Some might find Knights of Sidonia's computer animated style jarring, but we'd advise you to stick with it as the quality dramatically improves in the show's second season.
Mushi-Shi is the relaxation tonic you’ve been looking for. It stands apart from all the other selections on this list as a testament to how anime need not shout and scream to get your attention. It’s also unique in that it’s almost entirely episodic, focusing each episode on a single vignette rather than developing season-long plotlines.

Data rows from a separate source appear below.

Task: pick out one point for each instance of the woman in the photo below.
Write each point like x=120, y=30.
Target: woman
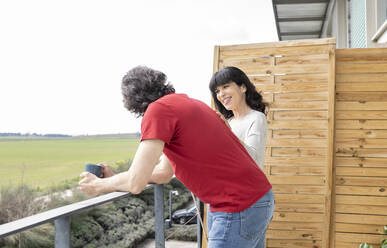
x=241, y=105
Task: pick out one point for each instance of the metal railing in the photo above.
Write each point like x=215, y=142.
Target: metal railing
x=61, y=217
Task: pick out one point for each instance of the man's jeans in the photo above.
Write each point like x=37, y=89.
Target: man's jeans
x=246, y=229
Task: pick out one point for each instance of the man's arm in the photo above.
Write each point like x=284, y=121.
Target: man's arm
x=135, y=179
x=163, y=172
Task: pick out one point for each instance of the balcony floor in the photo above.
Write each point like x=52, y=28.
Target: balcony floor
x=150, y=243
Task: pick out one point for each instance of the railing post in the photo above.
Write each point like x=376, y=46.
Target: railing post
x=199, y=226
x=159, y=216
x=62, y=232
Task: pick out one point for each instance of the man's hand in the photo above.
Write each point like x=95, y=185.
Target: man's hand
x=106, y=170
x=90, y=184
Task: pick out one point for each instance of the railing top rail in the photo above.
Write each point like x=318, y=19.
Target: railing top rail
x=41, y=218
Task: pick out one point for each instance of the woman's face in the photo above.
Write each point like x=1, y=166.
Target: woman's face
x=231, y=95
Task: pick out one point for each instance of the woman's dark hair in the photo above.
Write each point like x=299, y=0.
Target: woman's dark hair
x=142, y=86
x=228, y=74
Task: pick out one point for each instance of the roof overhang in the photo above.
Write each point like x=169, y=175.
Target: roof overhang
x=302, y=19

The show centres around the mysterious mushi - creatures which cannot be seen by normal humans, but which cause a weird array of phenomena from inclement weather to human ailments. Ginko, the show’s snowy-haired protagonist is a mushi-shi: an individual who spends his life travelling Japan and studying mushi. Each episode he must help the locals resolve relationships with the mushi, and one another.

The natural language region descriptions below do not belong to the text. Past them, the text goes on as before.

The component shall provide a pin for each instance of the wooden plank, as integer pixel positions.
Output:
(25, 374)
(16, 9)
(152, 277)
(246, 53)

It doesn’t sound like much, but Mushi-Shi is one of those shows you need to see to appreciate. The show’s score is as muted and calm as its colour palette, lending it an ethereal quality that is undeniably compelling. Go for a change of pace and give Mushi-Shi a chance - you won’t regret it.
Terror in Resonance
'Hi guys, we've got this great idea for an anime series'
'Oh really? Great! What's it about?'
'Well it's about this pair of teenage terrorists blowing up large sections of Tokyo using cuddly toys stuffed with explosives and thermite'
'Wow, they sound really interesting. What about the determined heroes tasked with stopping them?''
'Errrm, well, the terrorists are the heroes.'
'Wait, you're telling me you want to produce an anime endorsing terrorism, and not just any terrorism; kiddy terrorism?''
'No no, it's not like that at a....'
This is how we imagine the original pitch for Terror in Resonance could so easily have gone down, but luckily for us, some mad soul went and commissioned it anyway. The show's premise is simple: two teenage boys known only as Nine and Twelve sew chaos across Toyko using their specialist knowledge of explosives whilst taunting the police and world at large via their online alias 'Sphinx'.

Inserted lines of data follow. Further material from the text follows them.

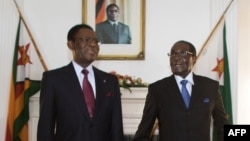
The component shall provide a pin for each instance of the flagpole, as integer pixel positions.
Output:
(31, 37)
(216, 26)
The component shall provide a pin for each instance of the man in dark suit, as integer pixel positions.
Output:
(64, 112)
(179, 121)
(111, 31)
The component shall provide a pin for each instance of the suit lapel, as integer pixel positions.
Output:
(100, 82)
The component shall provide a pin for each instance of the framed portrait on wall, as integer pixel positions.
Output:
(119, 25)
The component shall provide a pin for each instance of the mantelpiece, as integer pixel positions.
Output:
(132, 108)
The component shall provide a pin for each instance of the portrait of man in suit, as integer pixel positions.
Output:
(112, 31)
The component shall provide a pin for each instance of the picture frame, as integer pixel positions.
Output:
(131, 13)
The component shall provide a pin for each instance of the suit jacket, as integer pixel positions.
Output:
(107, 35)
(63, 112)
(177, 123)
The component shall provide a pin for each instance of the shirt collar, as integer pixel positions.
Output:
(79, 68)
(116, 22)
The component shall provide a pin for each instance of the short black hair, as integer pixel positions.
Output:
(112, 5)
(191, 46)
(74, 30)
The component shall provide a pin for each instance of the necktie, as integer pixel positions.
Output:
(184, 92)
(88, 93)
(115, 28)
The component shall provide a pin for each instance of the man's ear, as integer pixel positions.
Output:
(70, 45)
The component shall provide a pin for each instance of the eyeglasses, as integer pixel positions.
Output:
(88, 40)
(180, 54)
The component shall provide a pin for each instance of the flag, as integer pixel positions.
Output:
(213, 62)
(25, 82)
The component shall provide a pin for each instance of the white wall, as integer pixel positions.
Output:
(166, 22)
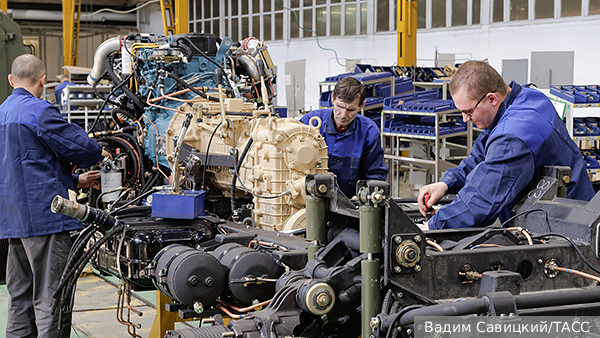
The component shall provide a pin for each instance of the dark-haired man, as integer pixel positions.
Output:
(36, 149)
(353, 141)
(522, 133)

This is probably the most reserved directorial endeavour from the revered Shinichirō Watanabe as it lacks the jubliance or comedic stylings of anime such as Samurai Champloo, but the result is just as compelling. Terrific characterisation and a deliciously atmospheric soundtrack make this eleven part series a must-see.
Attack on Titan
The 24-episode first series of Attack on Titan gets a little sluggish in places, but that shouldn’t put you off delving into its crazy alternate-reality world in which humanity is beset on all sides by monstrous, virtually unkillable naked giants that, for reasons which have not yet been fully explained, love nothing more than chowing down on men, women and children.
Creating a universe in which man is no longer the apex predator is interesting in itself, but Attack on Titan throws a compelling cast of characters, sweaty-palmed action scenes and some neat world-building into the mix to create a binge-worthy show. We’re looking forward to the long-awaited second series, due to air in 2017.